Utica-area Man Receives Heart Transplant at University of Rochester Medical Center

Mike Hayshem gently places his hand over his heart and soon begins to smile. “I can feel it beating,” he says of the transplanted organ while recovering at the University of Rochester Medical Center’s Strong Memorial Hospital.
The 41-year-old man received a new heart March 21. And the steady rhythm in his chest “is simply amazing.” Heysham returned to his home in Marcy, near Utica, today.
It’s a welcome sensation for Heysham, because four years ago he had a heart pump, or ventricular assist device, implanted in his chest to keep his heart beating and he couldn’t feel a heart beat or pulse. H. Todd Massey, M.D., URMC cardiac transplant surgeon, performed the life-saving transplant.

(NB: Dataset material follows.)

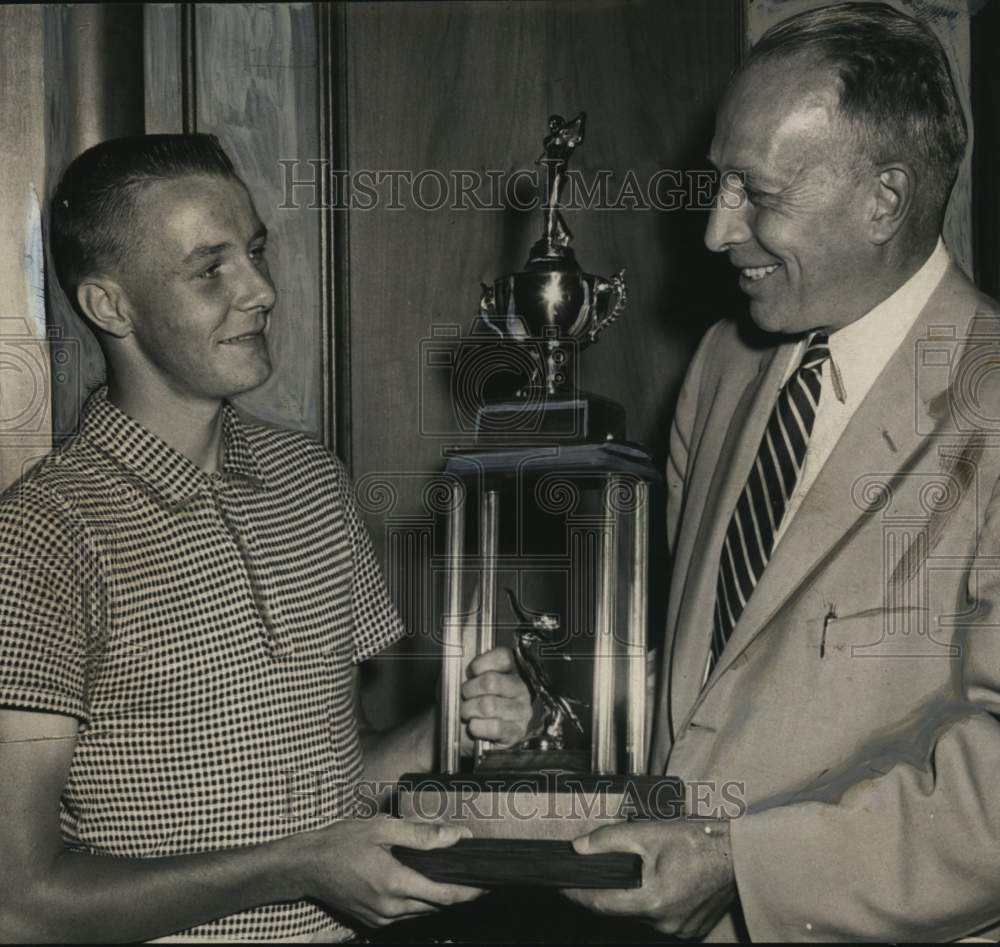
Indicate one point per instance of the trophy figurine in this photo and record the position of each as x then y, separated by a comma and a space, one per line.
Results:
557, 462
556, 710
554, 309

URMC’s Program in Heart Failure and Transplantation is the only center in upstate New York to perform heart transplants and is a leader in the use of ventricular assist devices (VADs).
“It’s been a really long time coming and we’re really so happy that he’ll be coming home soon,” said Carlie Heysham, his wife. “Mike is the type of person who is always willing to help anyone who needs it and now he’s been given some help – a second chance – and we’re all so blessed.”
Enlarged heart

Heysham has been treated for viral cardiomyopathy since he was 20.
“I had just driven back from Florida and I didn’t feel good. I was really pale and my parents took me to the hospital and they said I had an enlarged heart,” said the father of four. “I had no idea it was so serious.”
For more than 10 years medications kept the disease in check. However, the heart failure progressed and four years ago he came to Rochester seeking the heart pump, or VAD.
A VAD can be used as a bridge to transplant, giving the patient more time to wait until a donor heart becomes available, though some patients have a VAD for years when a heart transplant isn’t an option.
“He was very sick when he came here and the VAD was a good choice for him,” said cardiologist Jeffrey Alexis, M.D., an expert in heart failure care. “We’re seeing people living with VADs longer than before and for Mr. Heysham, it was a great benefit.”
Heysham was placed on the waiting list for a new heart in May 2, 2008. He joined more than 3,100 people in our country who need new hearts. URMC has 32 people on its heart transplant waiting list. Last year, there were just 2,300 heart transplant performed in the U.S. There is a serious shortage of donor organs in the country and some patients wait for years for an organ.
Wake-up call
Mrs. Heysham won’t forget the moment doctors called to say they had a heart. It was early in the morning, before anyone was up for the day, when the phone rang and “Mike answered and immediately started snapping his fingers for me to get ready. You think about it happening and you’re ready, but you’re never really prepared for that moment.”
She gathered their bags and called grandparents to come stay with the children and they were on the road by 5:30. “I don’t even remember the drive down the Thruway,” Heysham said of the nearly three-hour trip from Marcy to Rochester.
His wife was excited and nervous about what lay ahead – several hours of a testing to ensure he was healthy enough for the transplant surgery – and then at about 5:30 p.m., he was taken to the operating room. Massey first removed the VAD before transplanting the donor heart during the 12-hour surgery.
As she waited, Mrs. Heysham thought about the family who lost a loved one and chose to donate the heart. “You can understand the loss that they’re going through because it’s in the back of your mind every day as you wait. We’ll always be grateful for their decision,” she said.
As Heysham recovered, he enjoyed daily visits from his father, who stayed at Harbor House, a home-away-from-home for heart transplant patients and families. “We are so grateful for Dr. Eugene Storozynsky and the rest of the team that helped” the Heysham family with accommodations, he said.
Heysham looks forward to returning home to enjoy the often chaotic life of raising four children – Andrew, 18, Brianna, 14, Cylee, 3 and Michael Jr., 20 months. “He’ll be able to see his children grow up and that is going to be wonderful for all of us,” Mrs. Heysham said.